Having to be cleared by the National Guard to enter her neighborhood on Friday didn't shake me up.  I expected Guards to be there, as they were here this summer after the fires.

And driving down her street seeing house after house reduced to trash piles on the street didnt shake me up either.  It made me very sad and caused a solemnness to come over me, but I wouldnt say it shook me up.  I came expecting tragedy.

And even as I sat on an overturned bucket that day rinsing and scrubbing mud and muck off the items that were salvageable from her basement, I wasnt shaken.    Although I will say that the pile below (what was pulled exclusively from Ruths home) still stirs within me.  It was so much loss, so quickly (they had only 45 minutes to get out).  The houses just across from her are condemned.  

Seeing photographs and curriculum brought tears to my eyes for her family and all of their neighbors.  For whatever reason, those were "evidences of life" items to me.  They struck me differently than the larger furniture and appliance pieces strewn here there and everywhere.

But the thing that really shook me up, the thing that I will always remember and ever speak of, was getting out of the car and walking up to a house of smiles and laughter.  James and Ruth were smiling and laughing with one another, radiating with tenderness.  Their children were beaming.  There was Joy and Light in abundance (abundance!) in their home.  Where there could have been bitterness, I only found blessing.
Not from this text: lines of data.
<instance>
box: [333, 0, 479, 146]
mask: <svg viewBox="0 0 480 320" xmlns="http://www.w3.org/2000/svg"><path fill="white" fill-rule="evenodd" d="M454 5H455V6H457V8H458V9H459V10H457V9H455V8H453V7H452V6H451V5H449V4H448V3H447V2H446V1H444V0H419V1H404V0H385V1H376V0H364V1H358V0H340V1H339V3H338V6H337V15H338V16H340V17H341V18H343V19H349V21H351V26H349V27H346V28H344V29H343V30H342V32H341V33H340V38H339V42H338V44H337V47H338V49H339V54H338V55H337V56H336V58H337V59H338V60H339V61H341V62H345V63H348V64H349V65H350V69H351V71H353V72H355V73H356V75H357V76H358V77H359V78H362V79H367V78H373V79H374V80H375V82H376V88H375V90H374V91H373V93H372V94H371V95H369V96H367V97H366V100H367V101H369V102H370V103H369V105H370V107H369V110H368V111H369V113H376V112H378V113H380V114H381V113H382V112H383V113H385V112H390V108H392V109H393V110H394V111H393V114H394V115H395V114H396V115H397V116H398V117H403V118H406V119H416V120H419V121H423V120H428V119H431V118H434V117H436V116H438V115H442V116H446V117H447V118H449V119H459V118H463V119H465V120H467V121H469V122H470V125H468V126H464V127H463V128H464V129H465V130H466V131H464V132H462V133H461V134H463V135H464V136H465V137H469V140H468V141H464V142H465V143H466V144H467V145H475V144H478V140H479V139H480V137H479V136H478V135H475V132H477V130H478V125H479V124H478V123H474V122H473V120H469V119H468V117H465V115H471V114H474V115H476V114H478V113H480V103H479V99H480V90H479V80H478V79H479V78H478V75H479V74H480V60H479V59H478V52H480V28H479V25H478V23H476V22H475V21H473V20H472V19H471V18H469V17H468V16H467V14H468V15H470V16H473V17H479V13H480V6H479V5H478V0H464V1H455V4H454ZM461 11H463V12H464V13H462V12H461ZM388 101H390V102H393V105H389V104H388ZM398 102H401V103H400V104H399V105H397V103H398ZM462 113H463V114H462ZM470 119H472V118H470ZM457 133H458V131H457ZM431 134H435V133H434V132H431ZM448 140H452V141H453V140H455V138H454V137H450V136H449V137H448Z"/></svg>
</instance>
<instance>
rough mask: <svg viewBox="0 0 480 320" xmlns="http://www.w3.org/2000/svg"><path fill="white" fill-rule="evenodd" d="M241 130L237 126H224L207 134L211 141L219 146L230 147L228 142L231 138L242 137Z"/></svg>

I know not every moment since the flood has been a multi-colored rainbow.  I watched as they dealt with a million people streaming into their home like ants, some trying to get them to hire them, and some being contractors whom they had hired.   James shared that there had been many seedy ones coming around as well.  I guess devastation always brings out the buzzards.

I watched workmen interact with Ruth, workmen who wanted to be paid on the spot for work they had already completed.  They were needed at the 20 other homes they were scheduled to aid in that one 24 hour period.   Amazed, I saw how Ruth had become a quick expert on heating and air-conditioning,  ventilation and plumbing.  I admired her discernment and tact.
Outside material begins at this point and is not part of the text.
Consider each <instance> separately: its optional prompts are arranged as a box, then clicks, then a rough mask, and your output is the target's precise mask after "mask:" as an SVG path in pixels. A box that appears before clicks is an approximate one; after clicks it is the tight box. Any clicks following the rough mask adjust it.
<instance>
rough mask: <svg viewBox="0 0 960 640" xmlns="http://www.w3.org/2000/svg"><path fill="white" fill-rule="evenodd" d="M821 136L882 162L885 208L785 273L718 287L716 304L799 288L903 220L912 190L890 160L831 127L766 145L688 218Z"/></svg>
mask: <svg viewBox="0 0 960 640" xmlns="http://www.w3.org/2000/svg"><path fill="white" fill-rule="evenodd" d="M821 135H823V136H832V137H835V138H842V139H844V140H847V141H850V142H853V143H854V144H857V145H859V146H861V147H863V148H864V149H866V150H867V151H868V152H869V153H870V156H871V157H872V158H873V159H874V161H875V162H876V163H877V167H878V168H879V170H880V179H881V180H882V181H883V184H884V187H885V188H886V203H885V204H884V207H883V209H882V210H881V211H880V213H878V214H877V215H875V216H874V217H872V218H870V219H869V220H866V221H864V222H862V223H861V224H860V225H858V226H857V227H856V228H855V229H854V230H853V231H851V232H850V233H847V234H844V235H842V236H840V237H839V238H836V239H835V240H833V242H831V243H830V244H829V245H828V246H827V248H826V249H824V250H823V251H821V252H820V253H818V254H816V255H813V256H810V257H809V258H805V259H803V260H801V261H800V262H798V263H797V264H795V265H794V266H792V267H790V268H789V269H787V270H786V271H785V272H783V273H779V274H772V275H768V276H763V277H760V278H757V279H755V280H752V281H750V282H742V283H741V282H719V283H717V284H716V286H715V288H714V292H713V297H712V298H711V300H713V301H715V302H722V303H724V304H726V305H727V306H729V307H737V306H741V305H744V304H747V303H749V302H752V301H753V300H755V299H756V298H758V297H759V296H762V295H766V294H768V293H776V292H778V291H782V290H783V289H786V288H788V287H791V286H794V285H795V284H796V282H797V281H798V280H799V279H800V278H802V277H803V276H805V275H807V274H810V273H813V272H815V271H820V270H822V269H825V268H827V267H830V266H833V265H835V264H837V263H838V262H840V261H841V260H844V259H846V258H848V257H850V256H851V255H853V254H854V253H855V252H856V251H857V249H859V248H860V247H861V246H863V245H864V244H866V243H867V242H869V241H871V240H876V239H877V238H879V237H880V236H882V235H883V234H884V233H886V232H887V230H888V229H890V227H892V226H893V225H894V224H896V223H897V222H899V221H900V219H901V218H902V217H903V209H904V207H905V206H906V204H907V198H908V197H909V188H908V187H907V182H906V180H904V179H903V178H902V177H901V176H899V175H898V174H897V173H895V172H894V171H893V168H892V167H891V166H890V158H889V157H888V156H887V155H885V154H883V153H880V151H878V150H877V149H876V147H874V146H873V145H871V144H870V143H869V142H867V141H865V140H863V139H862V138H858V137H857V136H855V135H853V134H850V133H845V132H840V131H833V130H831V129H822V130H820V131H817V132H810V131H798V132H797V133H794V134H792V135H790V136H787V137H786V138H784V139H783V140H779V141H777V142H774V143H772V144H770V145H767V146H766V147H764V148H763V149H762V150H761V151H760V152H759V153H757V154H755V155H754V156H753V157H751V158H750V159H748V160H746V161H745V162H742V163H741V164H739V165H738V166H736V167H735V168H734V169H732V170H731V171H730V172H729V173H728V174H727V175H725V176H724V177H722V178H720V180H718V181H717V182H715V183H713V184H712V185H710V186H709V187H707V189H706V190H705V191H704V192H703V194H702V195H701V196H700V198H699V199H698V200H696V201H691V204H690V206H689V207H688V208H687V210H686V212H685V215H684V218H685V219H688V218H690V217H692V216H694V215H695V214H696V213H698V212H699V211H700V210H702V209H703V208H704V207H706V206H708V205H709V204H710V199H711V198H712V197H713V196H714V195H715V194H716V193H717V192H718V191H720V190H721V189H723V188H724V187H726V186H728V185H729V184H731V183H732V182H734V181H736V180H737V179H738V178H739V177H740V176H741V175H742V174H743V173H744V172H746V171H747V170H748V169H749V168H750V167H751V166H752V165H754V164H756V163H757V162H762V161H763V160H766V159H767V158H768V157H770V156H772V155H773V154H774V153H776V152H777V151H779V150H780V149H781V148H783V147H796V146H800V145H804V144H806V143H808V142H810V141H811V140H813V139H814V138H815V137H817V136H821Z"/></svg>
I watched those engagements and a host of countless other tedious decisions and distractions that they each were dealing with.  Not to mention the gashed open and infected toe that James was dealing with due to something in the flood waters that tore through his boot and waders allowing the septic water to contaminate as it was torn open.

But above the noise of the contractor chaos, the dump trucks, the bull dozers taking giant bites out of peoples lives, rang the song of Salvation and Hope and Love in and around my dear friends home.  Truly it was a different emotional climate than any other I witnessed.  They are resting in their Savior and it encouraged me beyond any sentence I could ever share.  It renewed my own Hope, honestly.  And that is what shook me most, and still does every time I think of what I witnessed there.